Roses prefer a day temperature between 20 and 25 °C and a night temperature of around 15 to 18 °C. In
the Dutch summer, these temperatures are certainly not uncommon, making the Netherlands in the
summer a suitable production location. In some models it is preferable to let the greenhouse cool down
during winter, cutting on the expenses made on natural gas. In this period the roses produce few to no
buds at all. This can mean that a rose bush with a life cycle of 3 or 4 years (Depending on the type of
roses in use) is not used half of its productive life. These figures hold for the soil cultivation as for the
substrate cultivation as well.
The temperature around roots may never come above 25°C, as it damages the roots and promotes the
growth of fungi. This means that growers sometimes have to take measures to ensure that their irrigation
water does not get to that temperature. Temperature differences in the plant canopy should be avoided.

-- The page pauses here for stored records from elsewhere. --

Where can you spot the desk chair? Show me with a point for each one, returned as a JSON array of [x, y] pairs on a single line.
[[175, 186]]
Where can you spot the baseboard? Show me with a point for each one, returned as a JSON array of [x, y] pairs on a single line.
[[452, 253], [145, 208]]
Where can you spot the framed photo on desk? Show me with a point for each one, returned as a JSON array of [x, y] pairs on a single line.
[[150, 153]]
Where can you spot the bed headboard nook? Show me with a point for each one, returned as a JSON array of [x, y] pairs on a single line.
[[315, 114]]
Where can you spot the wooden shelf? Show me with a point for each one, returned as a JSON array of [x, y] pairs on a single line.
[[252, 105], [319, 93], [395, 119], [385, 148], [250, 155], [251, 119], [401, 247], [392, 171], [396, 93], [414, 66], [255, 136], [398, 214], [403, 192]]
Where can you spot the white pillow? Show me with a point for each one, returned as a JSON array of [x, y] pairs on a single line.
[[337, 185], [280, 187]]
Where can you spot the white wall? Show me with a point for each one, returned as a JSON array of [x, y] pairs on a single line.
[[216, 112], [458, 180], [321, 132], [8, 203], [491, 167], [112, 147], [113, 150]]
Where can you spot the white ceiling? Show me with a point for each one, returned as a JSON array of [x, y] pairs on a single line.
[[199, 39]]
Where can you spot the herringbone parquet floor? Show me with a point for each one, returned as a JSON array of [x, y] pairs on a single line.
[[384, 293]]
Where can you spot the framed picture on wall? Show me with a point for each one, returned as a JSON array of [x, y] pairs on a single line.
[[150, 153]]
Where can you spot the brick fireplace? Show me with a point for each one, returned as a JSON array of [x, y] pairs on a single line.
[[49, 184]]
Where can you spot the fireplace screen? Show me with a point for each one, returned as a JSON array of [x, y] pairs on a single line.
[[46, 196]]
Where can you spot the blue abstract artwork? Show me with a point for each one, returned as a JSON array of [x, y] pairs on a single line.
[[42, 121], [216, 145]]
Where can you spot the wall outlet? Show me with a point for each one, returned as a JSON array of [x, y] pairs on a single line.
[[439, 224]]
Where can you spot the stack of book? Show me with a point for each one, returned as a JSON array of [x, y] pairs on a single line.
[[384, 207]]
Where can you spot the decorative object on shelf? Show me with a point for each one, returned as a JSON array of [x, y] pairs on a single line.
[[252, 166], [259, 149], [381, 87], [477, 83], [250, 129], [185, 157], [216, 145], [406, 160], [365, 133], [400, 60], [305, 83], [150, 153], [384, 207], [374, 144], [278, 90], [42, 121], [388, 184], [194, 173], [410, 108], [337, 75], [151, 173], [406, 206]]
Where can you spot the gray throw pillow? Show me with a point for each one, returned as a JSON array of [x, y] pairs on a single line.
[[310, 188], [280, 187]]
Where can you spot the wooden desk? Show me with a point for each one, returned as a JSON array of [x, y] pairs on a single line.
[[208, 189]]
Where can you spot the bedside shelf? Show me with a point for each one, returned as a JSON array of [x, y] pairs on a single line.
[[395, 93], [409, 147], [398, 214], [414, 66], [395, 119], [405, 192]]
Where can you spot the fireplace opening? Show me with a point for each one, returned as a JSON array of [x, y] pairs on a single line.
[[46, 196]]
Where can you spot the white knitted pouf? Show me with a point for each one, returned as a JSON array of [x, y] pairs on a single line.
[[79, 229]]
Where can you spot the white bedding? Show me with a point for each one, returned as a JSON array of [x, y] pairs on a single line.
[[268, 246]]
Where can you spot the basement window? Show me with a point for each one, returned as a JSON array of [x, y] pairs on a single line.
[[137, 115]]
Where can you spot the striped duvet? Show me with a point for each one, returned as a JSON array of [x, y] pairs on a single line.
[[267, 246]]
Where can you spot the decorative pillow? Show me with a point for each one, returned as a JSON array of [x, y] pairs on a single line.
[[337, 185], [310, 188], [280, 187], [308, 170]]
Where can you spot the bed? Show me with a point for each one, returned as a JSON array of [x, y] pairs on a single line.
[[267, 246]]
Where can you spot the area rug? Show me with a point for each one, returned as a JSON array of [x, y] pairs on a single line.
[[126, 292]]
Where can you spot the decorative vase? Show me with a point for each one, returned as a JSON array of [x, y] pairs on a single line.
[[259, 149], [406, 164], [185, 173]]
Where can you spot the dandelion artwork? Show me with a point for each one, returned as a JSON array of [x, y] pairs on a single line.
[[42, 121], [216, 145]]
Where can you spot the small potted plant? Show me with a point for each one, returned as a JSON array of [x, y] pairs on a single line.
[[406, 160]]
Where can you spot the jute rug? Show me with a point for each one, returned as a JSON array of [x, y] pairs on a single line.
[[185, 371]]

This leads to some apparent strange situations as it can be advised to heat under the plants when the sun is
shining intensely. This is explained in the following way: The sun heats up the top canopy of the plants
the most, creating a temperature difference in the plant canopy, which is undesired. By heating under the
plants the temperature gradient is diminished.
2.4 Water and fertilizers
Roses are water loving plants, despite of their sensitiveness to fungi that thrive in humid circumstances.
The best way to water roses is by drip irrigation. This gives the advantage of knowing how much each
plant receives and that every plant actually gets the same amount. It is important for roses in open soil
cultivation as well as for roses in substrate that the roots are not in a constant state of humidity, but rather
have frequent access to air. This has the following reasons: Roots need oxygen for the active uptake of
16
nutrients and secondly, roots of roses are vulnerable to fungi when the humidity is constantly on a high
level. This has as consequence that substrate cultivation is preferable in the cultivation of roses. Substrate
is more open and thus lets the water run trough quickly. The rose plant can absorb the water and nutrients
it needs and the remaining drain water can be collected under the substrate layer.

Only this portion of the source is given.